"İnsanın evi gibisi yok valla" Hoseok ve Yoongi hastaneden çıkmış eve gelmişlerdi. Hoseok ise koltuğa uzanarak rahat bir nefes verdi.
"Burası senin evin değil Hoseok." Hoseok küçük bir gülümsemeyle Yoongi'yi izlemeye başladı. Saçlarını arkaya atarak oynayışını izliyordu nedensizce.
"Ne bakıyorsun yiğidim?" Yoongi'nin seslenmesiyle kendine gelerek Yoongi hariç her yere bakınmaya başladı.

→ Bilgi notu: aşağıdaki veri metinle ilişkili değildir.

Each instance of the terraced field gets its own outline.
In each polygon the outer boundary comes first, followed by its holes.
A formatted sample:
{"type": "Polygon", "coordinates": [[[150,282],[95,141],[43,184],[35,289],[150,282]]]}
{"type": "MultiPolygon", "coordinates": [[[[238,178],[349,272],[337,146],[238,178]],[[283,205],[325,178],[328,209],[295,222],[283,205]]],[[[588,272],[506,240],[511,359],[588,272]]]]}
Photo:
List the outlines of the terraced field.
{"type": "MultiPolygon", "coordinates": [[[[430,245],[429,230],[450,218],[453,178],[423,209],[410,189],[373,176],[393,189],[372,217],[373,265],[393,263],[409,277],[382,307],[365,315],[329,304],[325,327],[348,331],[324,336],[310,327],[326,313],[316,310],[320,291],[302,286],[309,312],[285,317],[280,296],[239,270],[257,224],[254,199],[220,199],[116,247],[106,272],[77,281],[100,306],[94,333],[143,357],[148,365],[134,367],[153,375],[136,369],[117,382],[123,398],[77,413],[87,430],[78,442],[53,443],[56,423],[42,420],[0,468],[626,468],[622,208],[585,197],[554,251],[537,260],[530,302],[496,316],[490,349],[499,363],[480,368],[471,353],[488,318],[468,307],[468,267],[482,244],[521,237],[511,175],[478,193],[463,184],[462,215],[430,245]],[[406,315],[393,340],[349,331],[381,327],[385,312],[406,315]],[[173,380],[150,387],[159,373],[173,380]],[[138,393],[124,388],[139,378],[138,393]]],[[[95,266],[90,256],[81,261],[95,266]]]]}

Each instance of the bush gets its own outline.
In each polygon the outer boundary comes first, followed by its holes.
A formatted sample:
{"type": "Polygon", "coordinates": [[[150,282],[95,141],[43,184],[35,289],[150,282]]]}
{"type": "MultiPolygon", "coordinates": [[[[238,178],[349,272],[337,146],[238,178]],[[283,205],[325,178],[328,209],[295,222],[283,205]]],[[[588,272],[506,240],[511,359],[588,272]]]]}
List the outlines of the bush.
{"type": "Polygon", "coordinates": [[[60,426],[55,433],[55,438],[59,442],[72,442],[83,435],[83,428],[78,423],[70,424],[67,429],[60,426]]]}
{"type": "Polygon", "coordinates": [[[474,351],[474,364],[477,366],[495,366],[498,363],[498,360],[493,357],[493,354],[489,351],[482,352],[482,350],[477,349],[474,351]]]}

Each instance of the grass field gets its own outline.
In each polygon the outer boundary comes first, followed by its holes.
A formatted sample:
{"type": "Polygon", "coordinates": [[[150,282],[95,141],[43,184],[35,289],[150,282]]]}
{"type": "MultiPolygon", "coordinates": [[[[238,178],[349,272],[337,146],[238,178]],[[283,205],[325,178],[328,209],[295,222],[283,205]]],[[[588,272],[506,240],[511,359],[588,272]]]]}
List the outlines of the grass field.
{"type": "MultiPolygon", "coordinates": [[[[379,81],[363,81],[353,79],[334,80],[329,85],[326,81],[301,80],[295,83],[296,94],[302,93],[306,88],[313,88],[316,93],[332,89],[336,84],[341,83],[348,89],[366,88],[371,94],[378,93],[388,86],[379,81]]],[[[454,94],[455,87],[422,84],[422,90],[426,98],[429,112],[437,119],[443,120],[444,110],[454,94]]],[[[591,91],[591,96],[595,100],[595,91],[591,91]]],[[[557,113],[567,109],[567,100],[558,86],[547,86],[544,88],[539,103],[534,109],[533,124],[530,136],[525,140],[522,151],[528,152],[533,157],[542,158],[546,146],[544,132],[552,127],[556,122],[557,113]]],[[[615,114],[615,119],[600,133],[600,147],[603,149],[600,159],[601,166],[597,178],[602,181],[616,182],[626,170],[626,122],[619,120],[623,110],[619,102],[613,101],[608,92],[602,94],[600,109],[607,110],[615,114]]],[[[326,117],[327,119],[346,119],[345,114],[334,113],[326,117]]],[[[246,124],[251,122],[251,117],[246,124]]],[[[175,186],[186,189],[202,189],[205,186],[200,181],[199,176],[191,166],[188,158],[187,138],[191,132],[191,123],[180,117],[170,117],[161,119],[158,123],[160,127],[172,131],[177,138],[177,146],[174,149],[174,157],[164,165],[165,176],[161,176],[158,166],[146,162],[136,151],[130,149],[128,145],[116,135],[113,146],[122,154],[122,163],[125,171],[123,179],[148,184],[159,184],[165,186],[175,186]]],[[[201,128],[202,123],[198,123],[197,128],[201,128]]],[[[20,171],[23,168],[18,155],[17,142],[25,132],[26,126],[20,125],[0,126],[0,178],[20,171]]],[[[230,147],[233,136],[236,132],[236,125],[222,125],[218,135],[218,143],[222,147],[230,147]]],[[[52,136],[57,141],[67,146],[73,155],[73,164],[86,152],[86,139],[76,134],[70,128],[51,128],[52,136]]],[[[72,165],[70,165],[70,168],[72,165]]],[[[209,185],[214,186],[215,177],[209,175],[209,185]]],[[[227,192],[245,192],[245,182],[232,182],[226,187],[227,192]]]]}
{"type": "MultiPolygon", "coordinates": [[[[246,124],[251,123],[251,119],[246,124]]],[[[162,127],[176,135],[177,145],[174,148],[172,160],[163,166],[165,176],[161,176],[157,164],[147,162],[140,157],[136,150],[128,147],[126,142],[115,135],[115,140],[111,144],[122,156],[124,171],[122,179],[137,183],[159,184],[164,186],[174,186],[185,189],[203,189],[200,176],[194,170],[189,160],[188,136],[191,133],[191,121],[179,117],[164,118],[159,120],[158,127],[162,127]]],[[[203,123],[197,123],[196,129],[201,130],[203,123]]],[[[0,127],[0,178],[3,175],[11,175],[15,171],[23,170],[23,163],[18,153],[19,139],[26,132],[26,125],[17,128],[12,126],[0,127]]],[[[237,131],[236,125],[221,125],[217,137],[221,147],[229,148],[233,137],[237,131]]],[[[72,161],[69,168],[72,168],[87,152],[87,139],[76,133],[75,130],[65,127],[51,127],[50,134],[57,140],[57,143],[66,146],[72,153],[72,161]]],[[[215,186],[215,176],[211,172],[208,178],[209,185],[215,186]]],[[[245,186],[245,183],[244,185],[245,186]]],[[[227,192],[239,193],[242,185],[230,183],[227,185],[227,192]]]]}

"Hiç, öylesine." Yoongi kendini koltuğa attı yorgunlukla. Hoseok ise tam yanına yatan bedene bakarak biraz geriye çekildi.
"Neden çekildin başımı kucağına koyacaktım?" Hoseok gözlerini şaşkınlıkla açarak ona daha fazla yaklaşan Yoongi'yi izliyordu. En son ayağı kalkarak banyoya girip kapıyı kilitledi.
"Sanki ne yapacağım. Hastanede sevgiliyiz derken iyi!" Yoongi söylediği şeyle gülümseyerek koltukta iyice yayıldı.
"Oh be evimi özledim." Gözlerini yavaşça kapatarak uyuyakaldı. Hastanede gördüğü kabus yüzünden uykusunu alamamıştı.
...
"Ah kendime geldim." Hoseok saçlarını kurulayarak Yoongi'nin uyuduğu koltuğun önünde durdu.
"Yoongi biliyor musu-" Yoongi'nin uyuduğunu yeni idrak ederek duraksadı ve yavaşça çömeldi önünde. Kendi bile ne yaptığını bilmeyerek elini uzattı Yoongi'nin saçlarına. Önündeki bedenin yüzünü incelerken bir anda aklında bir şeylerin canlandığını hiseetti, bu hayal gibiydi ama çok gerçekçiydi.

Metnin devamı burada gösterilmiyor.